14. The method of claim 13, comprising: A method of displaying a myocardial contour point in three-dimensional nuclear medicine image data of a myocardium in a method in which a computer comprising the processing unit operates by executing a program on a processing unit,
Extracting a myocardial contour point of the image data;
Displaying the extracted myocardial contour points connected to the long-axis cross-sectional image of the image data;
Wherein the displaying includes changing a technique for connecting the extracted myocardial contour points in the apex region and other regions.   The method according to claim 15, wherein circular interpolation is used to connect the extracted myocardial contour points in the apex region, and spline interpolation is used to connect the extracted myocardial contour points in the other regions.
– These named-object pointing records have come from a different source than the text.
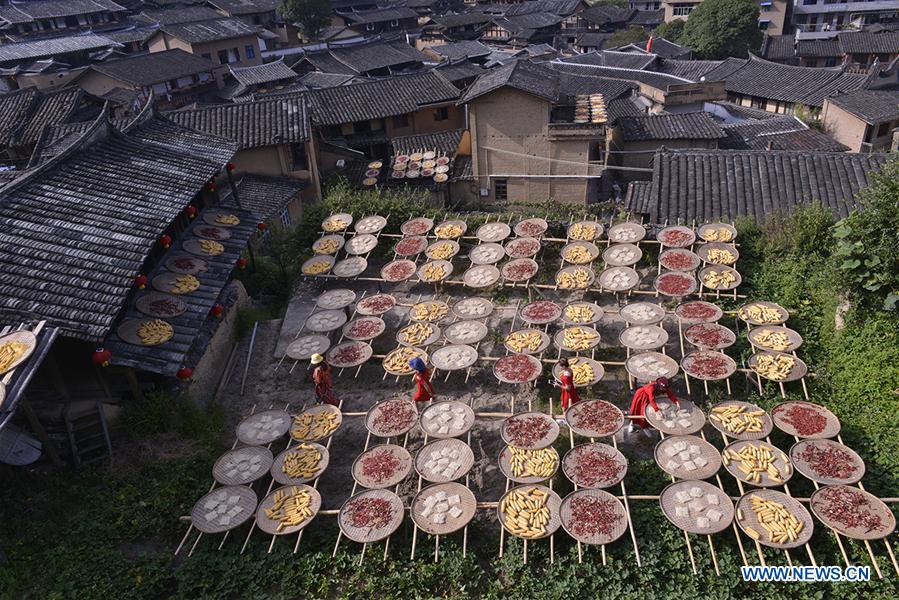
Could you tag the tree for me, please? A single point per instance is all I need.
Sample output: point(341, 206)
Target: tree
point(718, 29)
point(312, 15)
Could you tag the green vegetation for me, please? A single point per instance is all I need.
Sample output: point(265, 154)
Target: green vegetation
point(721, 28)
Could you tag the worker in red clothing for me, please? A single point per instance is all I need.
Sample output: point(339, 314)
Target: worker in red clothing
point(647, 395)
point(424, 391)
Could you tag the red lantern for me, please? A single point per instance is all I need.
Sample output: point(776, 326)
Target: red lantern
point(101, 356)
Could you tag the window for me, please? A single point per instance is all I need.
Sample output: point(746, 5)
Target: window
point(501, 189)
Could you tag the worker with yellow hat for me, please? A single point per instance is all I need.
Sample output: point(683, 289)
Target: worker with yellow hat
point(321, 376)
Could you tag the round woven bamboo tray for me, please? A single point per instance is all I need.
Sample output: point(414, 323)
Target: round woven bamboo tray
point(361, 244)
point(704, 450)
point(719, 336)
point(767, 423)
point(430, 419)
point(674, 276)
point(429, 454)
point(317, 410)
point(505, 465)
point(669, 502)
point(152, 305)
point(873, 507)
point(304, 347)
point(807, 467)
point(402, 471)
point(535, 368)
point(577, 454)
point(315, 260)
point(525, 247)
point(417, 226)
point(569, 311)
point(473, 308)
point(350, 267)
point(795, 340)
point(433, 337)
point(706, 230)
point(467, 504)
point(493, 232)
point(211, 217)
point(623, 233)
point(643, 337)
point(641, 313)
point(596, 367)
point(263, 428)
point(326, 320)
point(367, 535)
point(165, 283)
point(364, 353)
point(458, 223)
point(798, 371)
point(649, 366)
point(232, 505)
point(481, 276)
point(375, 305)
point(270, 526)
point(369, 225)
point(331, 223)
point(598, 537)
point(697, 311)
point(317, 245)
point(364, 336)
point(575, 415)
point(546, 440)
point(548, 312)
point(622, 255)
point(127, 331)
point(486, 254)
point(283, 478)
point(387, 431)
point(544, 342)
point(657, 420)
point(668, 257)
point(689, 365)
point(782, 418)
point(465, 332)
point(619, 279)
point(336, 299)
point(665, 236)
point(553, 503)
point(242, 465)
point(185, 264)
point(211, 232)
point(454, 357)
point(781, 462)
point(533, 227)
point(589, 247)
point(585, 225)
point(744, 506)
point(719, 270)
point(780, 320)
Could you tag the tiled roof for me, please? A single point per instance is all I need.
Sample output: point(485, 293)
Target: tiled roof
point(869, 105)
point(705, 185)
point(146, 69)
point(250, 124)
point(682, 126)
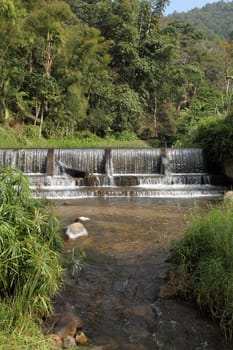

In the method in which the computer comprising the processing means operates by executing the program on the processing means, each of the plurality of myocardial three-dimensional nuclear medicine image data corresponding to different phases of the cardiac cycle,
Extracting the myocardial intimal surface;
Examining to which segment of the myocardial polar map each pixel belonging to the extracted myocardial intimal surface corresponds;
In each short-axis cross-sectional slice, an approximately circular shape or an approximate shape determined by an arc composed of pixels belonging to the same segment of the myocardial polar map among pixels belonging to the myocardial intimal surface and a predetermined center of the short-axis cross-sectional slice Calculating the number of pixels contained in the sector area;
Calculating the number of pixels associated with each region of the myocardial polar map by aggregating the results of the calculation in a plurality of short-axis cross-sectional slices;
Deriving information representing a phase change in the number of pixels associated with a particular segment of the myocardial polar map.   The method according to claim 17, wherein the myocardial intimal surface is extracted using the method according to claim 1.   The method of claim 17, comprising displaying the information graphically.   Displaying the myocardial polar map and displaying information regarding a phase change in the number of pixels for the segment in response to detecting that a user has selected a particular segment on the myocardial polar map. Item 18. The method according to Item 17. Extracting a myocardium for each of a plurality of myocardial three-dimensional nuclear medicine image data corresponding to different phases of the cardiac cycle, and developing a polar map of pixels corresponding to the extracted myocardium;
Analyzing a plurality of polar maps obtained by developing the polar map, and identifying a phase in which a change in a pixel value of a predetermined value or more occurs for each pixel;
Including,
Creating and displaying a polar map with pixel values corresponding to the identified phase;
Creating and displaying a histogram of the phase in which a change in the pixel value above the predetermined value has occurred;
Doing at least one of the methods.   The method according to claim 21, wherein the myocardial intimal surface is extracted using the method according to claim 1 or 2.   A computer program comprising program code that, when executed by a processing means of a computer system, causes the computer system to perform the method according to any of the above claims.   A computer system comprising processing means and storage means, wherein the storage means comprises program code that, when executed by the processing means, causes the computer system to perform the method according to any of the claims. A computer system that stores computer programs.